L’Eglise est rudement éprouvée en ce monde. Elle aspire à voir Christ paraître dans sa gloire, triompher de la mort et établir son règne. Cet espoir, qui semblait d’abord prochain, s’est éloigné et semble parfois devoir s’éloigner encore. Il en fut ainsi pour Abraham, lorsqu’il sacrifia son Isaac. L’Eglise, quand elle voit mourir 4es hommes de Dieu, doit se confier en Celui qui ne meurt pas, qui est éternellement vivant et éternellement fidèle (Hébreux 13.7-8). Il faut que Rachel pleure ses enfants, « parce qu’ils ne sont plus ». Mais le Seigneur lui dit : « Retiens ta voix de pleurer et tes yeux de verser des larmes ; car ton travail aura sa récompense, et on reviendra du pays de l’ennemi » (Jérémie 31.15-16).

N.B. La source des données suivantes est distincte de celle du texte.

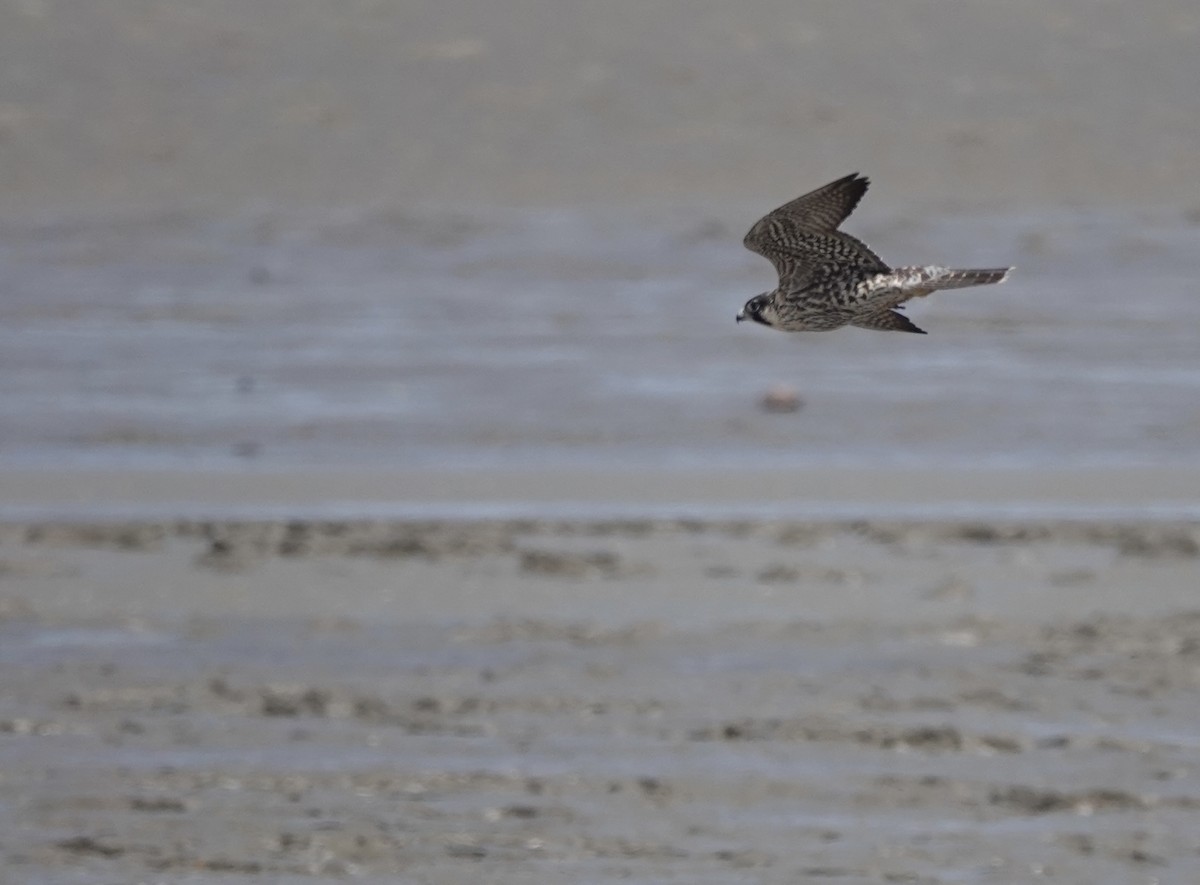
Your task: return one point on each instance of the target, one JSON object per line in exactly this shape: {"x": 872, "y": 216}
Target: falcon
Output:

Abraham nomma le lieu du sacrifice : « L’Eternel pourvoira, » et ce nom lui est resté ; il exprime l’expérience du patriarche. A l’heure même où il semblait que Dieu eût détourné sa face de lui, il abaissa sur lui son regard paternel, sauva Isaac et lui renouvela ses promesses.
Les épreuves de l’Eglise ont ressemblé jusqu’ici aux premières épreuves d’Abraham. Il lui en est sans doute réservé une encore qui lui causera d’aussi vives douleurs qu’à Abraham le sacrifice d’Isaac. Quand elle sera là, le devoir sera de tenir ferme dans la foi d’Abraham, et de confesser, fût-ce le cœur saignant, que Dieu est amour, vérité, fidélité éternelle, et qu’il achève glorieusement ce qu’il a commencé. Toutes les espérances de l’Eglise seront réalisées, toutes les blessures que la mort lui a faites guéries, toutes les prières des croyants exaucées, toutes les larmes des enfants de Dieu séchées — au jour de la première résurrection. La tristesse alors sera changée en joie ; alors aussi nous comprendrons ce que signifie ce mot : Abraham a recouvré Isaac « en figure. »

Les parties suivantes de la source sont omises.